Much of fandom is made up of unspecified clamoring for "more" that I think even the people demanding it don't always fully understand. One sequel will be an entirely suitable "more" for some people and for some it will be insufficient, or wrong, or even a betrayal of the original work. Or at least of their relationship with that work, even though the original text has generally not been changed in any way. (Rewrites and Special Editions are a slightly different topic for some distant other day.)

But understanding that there's a relationship there, one that's entirely unique to you, is important. Sometimes I think the "more" we ask for is not "more of these characters," or "the next part of this story," but more a question of "I want to be able feel more of what I felt the first time I encountered this story." Which is tragically impossible. That moment is not just a moment in a story but a moment in the reader's life, and that moment cannot ever be fully recreated. I've watched Ghostbusters - and more appropriately, Transformers: The Movie - so many times that the words themselves lose meaning and just become familiar sounds, and on some level I regret that. A love that becomes too possessive diminishes the lover and the loved one. You can get new things out of subsequent experiences, but you can absolutely never see Star Wars for the first time twice, and even if you could it still wouldn't affect you in exactly the same way.

"What comes next" is not necessarily a question best answered by direct official sequels to an existing story, and as others have pointed out, Lost Light features commentary on that. Prowl, practically the embodiment of cold, logical exploitation orders the ship stripped for parts, with the sop to Rodimus of its hollow shell perhaps becoming a meaningless monument elsewhere. And even if we see Nautica, Rung, Velocity, or any of those characters again in the next series, they'll be someone else's vision. They will reflect the relationship(if any) between those characters and that writer, not the relationship between those characters and us. It will be starting over with someone who looks like someone you once knew. And if you're open to interpretations of characters and ideas, that can be great! Transformers Prime Bulkhead is not Transformers Animated Bulkhead. I like them both, but the original was the one I had more affection for. That's just how it goes, and accepting that Prime was not Animated took me a long time to get over. And frankly Bulkhead is a best-case scenario. Media being what it is, it's not uncommon to encounter some kind of ghoul, a complete stranger wearing the skin of someone you loved. (Perhaps one that collects faces and kills Kelsey Grammer...) It's a very difficult pill to swallow.

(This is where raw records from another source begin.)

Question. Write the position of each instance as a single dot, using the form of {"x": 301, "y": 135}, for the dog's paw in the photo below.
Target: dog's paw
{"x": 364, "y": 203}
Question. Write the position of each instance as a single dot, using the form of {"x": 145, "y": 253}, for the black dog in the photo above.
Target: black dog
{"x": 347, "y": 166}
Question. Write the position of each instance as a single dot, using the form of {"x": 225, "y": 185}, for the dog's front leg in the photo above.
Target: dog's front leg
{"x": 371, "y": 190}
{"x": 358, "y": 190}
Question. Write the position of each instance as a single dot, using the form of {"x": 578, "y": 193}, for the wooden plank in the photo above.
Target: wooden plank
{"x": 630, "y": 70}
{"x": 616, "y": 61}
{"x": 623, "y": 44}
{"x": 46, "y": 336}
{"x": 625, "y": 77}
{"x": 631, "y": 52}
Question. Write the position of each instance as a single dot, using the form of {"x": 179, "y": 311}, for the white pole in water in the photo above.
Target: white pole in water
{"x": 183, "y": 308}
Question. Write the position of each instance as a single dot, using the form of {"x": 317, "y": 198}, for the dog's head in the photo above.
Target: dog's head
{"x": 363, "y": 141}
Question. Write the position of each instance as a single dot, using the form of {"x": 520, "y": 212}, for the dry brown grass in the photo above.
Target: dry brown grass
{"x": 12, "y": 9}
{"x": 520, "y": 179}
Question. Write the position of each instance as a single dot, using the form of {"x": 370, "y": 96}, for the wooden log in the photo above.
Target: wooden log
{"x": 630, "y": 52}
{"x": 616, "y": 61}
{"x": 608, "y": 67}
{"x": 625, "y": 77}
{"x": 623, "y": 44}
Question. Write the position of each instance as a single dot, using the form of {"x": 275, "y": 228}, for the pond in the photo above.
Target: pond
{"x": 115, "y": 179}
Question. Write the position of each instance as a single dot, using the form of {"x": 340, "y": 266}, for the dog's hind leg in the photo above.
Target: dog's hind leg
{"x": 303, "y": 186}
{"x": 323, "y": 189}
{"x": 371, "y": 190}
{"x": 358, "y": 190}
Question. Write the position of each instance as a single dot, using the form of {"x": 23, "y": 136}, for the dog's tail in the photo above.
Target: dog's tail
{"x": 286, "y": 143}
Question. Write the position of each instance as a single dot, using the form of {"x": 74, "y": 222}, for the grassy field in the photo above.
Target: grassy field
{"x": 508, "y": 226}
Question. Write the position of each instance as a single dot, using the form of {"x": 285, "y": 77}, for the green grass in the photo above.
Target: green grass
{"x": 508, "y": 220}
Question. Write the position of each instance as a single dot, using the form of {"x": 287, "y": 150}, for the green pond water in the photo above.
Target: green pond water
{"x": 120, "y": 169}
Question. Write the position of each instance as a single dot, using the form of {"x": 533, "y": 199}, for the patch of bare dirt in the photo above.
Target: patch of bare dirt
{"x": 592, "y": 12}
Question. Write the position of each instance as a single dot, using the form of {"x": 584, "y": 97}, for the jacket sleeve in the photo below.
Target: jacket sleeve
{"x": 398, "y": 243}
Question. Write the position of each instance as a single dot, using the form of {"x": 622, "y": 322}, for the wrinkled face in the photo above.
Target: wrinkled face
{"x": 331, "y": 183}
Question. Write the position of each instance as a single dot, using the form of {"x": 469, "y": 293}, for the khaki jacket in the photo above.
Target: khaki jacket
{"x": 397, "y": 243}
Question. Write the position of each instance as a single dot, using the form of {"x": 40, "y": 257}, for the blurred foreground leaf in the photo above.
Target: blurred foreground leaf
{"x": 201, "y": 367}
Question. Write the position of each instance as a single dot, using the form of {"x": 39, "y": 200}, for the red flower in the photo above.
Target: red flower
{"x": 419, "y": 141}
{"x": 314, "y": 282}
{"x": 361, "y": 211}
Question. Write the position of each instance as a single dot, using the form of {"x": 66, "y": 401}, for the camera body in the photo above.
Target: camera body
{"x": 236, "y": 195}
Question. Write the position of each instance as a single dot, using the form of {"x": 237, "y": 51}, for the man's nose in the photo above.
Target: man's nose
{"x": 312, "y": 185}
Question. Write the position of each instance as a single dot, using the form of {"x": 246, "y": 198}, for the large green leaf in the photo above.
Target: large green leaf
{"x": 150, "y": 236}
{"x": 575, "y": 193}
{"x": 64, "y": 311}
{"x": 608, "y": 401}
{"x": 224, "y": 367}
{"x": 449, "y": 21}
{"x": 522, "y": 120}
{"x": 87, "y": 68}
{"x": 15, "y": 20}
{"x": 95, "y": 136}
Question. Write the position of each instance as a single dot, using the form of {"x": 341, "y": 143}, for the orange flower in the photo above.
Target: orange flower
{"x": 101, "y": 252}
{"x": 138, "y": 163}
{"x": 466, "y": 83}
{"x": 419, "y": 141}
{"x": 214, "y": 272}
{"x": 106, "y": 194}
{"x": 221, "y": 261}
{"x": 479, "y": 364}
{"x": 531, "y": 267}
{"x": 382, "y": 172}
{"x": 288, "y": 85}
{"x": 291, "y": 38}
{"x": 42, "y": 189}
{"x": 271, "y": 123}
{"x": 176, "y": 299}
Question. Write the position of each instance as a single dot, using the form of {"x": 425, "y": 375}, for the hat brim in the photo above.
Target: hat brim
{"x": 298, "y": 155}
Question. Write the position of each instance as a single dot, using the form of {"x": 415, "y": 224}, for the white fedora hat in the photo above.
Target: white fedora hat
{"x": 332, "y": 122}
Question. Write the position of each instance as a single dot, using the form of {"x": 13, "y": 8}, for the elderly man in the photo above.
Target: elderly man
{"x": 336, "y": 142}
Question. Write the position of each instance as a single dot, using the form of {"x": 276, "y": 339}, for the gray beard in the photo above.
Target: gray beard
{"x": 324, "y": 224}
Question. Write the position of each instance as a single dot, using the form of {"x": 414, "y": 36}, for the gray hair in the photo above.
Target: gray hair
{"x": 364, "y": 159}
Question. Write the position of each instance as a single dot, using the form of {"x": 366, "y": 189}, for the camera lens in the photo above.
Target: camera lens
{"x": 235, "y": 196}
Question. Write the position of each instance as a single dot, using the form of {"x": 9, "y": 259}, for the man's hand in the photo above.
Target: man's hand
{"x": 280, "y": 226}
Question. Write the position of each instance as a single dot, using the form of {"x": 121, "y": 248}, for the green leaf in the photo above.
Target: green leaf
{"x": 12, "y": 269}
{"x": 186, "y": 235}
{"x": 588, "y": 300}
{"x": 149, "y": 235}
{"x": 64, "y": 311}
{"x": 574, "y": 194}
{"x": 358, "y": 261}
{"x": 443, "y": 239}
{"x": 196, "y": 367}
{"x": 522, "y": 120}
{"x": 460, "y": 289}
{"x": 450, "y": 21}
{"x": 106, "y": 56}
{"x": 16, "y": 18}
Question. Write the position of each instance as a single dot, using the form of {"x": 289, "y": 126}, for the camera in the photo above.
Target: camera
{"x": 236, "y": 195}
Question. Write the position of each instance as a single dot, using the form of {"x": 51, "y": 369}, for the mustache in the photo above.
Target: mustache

But even when that happens, even if you don't get the "more" you want, nobody can ever take your relationship with a story away from you. Not unless you let them.

"What comes next" is best answered by people who enjoyed a story and take those feelings into their lives, carry them forward, and do something with them - be it related to the original characters or not. In his afterword, James Roberts says that the original plan for the last panel - a plan all but unchanged for years - was for the words "The End" to be crossed out and replaced with "Over To You" - a message that can easily be seen from Roberts' interactions with fans to be as much or more for them as it is for the next people to crew a Transformers comic. Those words may have been reduced to a footnote in the end, but as he said the spirit of it is still there.

Stories are gifts that people give to those who would enjoy them, and in the end the only thing you can do with a gift you have given to someone is let go of it, give it up, and let those who received it use it as they see fit. Not all authors realize that, and fewer still acknowledge it and embrace it. But here at the end, Lost Light and Roberts own that. Stories end for writers and for characters, but also live in the minds of the people who love them. The story goes on forever if we want it to, however we want it to. And in that context a thing I got tired of over a year ago was transformed in the end into something moving. Having the entire crew cheat the fate of mortal life one last time was the most satisfying thing Lost Light could have done in the end. And the most beautiful.